Transplant Québec, which coordinate­s organ donation in the province, says about 10 per cent of transplant­ed organs in Quebec come from living donors, while the proportion for Canada is 25 per cent.

“These are really special operations for us and really special people doing this amazing, courageous, altruistic thing,” Feldman said of living donors.

Michel LaBrosse downplays his contributi­on, calling his wife the hero.

“For us, it’s a second chance because Suzanne’s life was very tough because of her illness,” he said. “So, we’re so grateful that this happened.”

She was in her early 40s when she went on dialysis in 1998. Her kidneys had started to fail. She had polycystic kidney disease, a hereditary condition in which clusters of cysts grow in the kidneys, causing them to enlarge and eventually stop working properly.

Her mother died of the condition at the age of 50.

Even with four hours of dialysis three times a week to cleanse her blood, Suzanne LaBrosse was in pain from the cysts. Other complicati­ons occurred, and a year after starting dialysis, doctors had to remove both of her kidneys.

The list of people waiting for a deceased-donor kidney was long. So, while she spent another year on dialysis without her kidneys, she and her husband underwent months of rigorous tests to see if he could give her one of his. A living donation requires a healthy blood and tissue match between donor and recipient, and the donor must be in excellent health to ensure they won’t be affected by having one kidney instead of two.
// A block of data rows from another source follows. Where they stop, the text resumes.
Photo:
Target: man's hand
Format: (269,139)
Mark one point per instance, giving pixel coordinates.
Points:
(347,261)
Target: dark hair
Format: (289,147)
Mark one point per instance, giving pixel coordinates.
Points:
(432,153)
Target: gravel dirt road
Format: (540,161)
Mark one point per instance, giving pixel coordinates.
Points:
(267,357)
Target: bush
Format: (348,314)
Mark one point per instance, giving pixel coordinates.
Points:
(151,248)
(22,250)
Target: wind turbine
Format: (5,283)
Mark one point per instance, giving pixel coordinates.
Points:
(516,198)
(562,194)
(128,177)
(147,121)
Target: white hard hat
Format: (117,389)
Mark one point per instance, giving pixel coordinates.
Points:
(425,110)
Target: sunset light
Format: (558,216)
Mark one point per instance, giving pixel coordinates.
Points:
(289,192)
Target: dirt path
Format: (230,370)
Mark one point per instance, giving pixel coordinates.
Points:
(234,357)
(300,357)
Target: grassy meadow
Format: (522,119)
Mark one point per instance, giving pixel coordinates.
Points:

Whether or not it was thanks to their shared birthday, the LaBrosse’s learned they were compatible in a way they had never before imagined.
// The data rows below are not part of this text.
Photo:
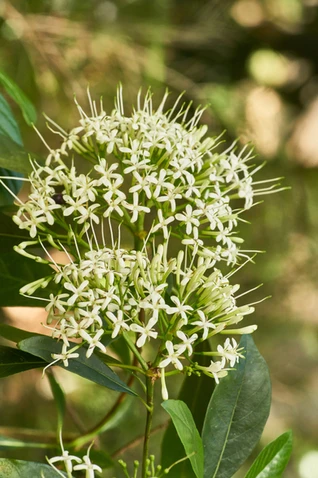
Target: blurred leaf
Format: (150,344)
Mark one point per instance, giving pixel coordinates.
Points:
(7,442)
(9,128)
(236,414)
(25,469)
(15,361)
(14,334)
(91,368)
(187,432)
(14,157)
(17,271)
(27,108)
(59,399)
(8,124)
(272,461)
(196,393)
(97,456)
On Dec. 7, 2000, her surgeon, Peter Metrakos, picked up her husband’s kidney at the Montreal General and ferried it in a cooler by car down the road to the Royal Victoria Hospital, where she was waiting.
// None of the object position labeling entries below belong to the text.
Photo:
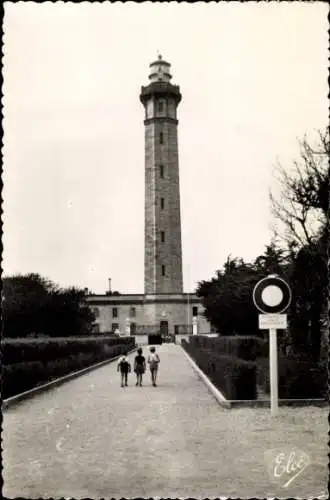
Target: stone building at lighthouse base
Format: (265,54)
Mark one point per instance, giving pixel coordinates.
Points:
(142,315)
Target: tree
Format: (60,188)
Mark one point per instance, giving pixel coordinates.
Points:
(227,297)
(303,204)
(33,304)
(303,211)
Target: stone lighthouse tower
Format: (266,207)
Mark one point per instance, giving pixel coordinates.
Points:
(163,249)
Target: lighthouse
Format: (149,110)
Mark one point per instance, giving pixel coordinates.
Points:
(162,218)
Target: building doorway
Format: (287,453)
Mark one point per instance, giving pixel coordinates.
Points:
(163,328)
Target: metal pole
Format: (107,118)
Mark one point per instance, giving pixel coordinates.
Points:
(273,370)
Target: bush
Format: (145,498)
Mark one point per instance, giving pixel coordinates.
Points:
(21,376)
(234,377)
(244,347)
(47,349)
(297,378)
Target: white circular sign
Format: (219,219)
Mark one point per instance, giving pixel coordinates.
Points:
(272,295)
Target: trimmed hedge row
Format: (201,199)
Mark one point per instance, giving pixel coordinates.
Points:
(48,349)
(297,379)
(244,347)
(27,373)
(234,377)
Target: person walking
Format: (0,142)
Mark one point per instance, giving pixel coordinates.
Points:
(153,360)
(124,367)
(139,367)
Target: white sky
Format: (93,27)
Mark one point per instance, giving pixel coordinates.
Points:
(253,78)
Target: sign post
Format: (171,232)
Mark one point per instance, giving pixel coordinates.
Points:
(272,296)
(195,326)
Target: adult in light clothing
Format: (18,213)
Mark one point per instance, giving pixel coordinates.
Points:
(139,367)
(153,360)
(124,367)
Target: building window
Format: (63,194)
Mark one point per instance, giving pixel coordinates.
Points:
(96,312)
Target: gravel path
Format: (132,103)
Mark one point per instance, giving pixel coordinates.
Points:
(91,438)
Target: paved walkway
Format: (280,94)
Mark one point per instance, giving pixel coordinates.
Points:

“I remember when the doctor arrived with the kidney, he touched my arm and said, ‘I have your kidney,’” she said. “It was December and his hands were very cold. He said, ‘Well, I didn’t take a chance so I brought it by car’. So, I don’t know why I remember this, but his hands were so cold.”

After her transplant, she returned to work as a manager at the municipal courthouse in Pointe-Claire. She retired from the post-municipalm­erger city of Montreal 11 years ago. Her husband retired as a director with the Canadian Food Inspection Agency almost a decade ago.

The LaBrosses were featured in a Montreal Gazette article about living organ donation in 2002. Last week, Michel LaBrosse wrote a letter to the Postmedia newspaper as their 20th anniversar­y approached.

He said he wanted to raise awareness of organ donation and urge people not to stand in the way of loved ones who want to become donors, including those who sign their consent to donate organs and tissue after they die.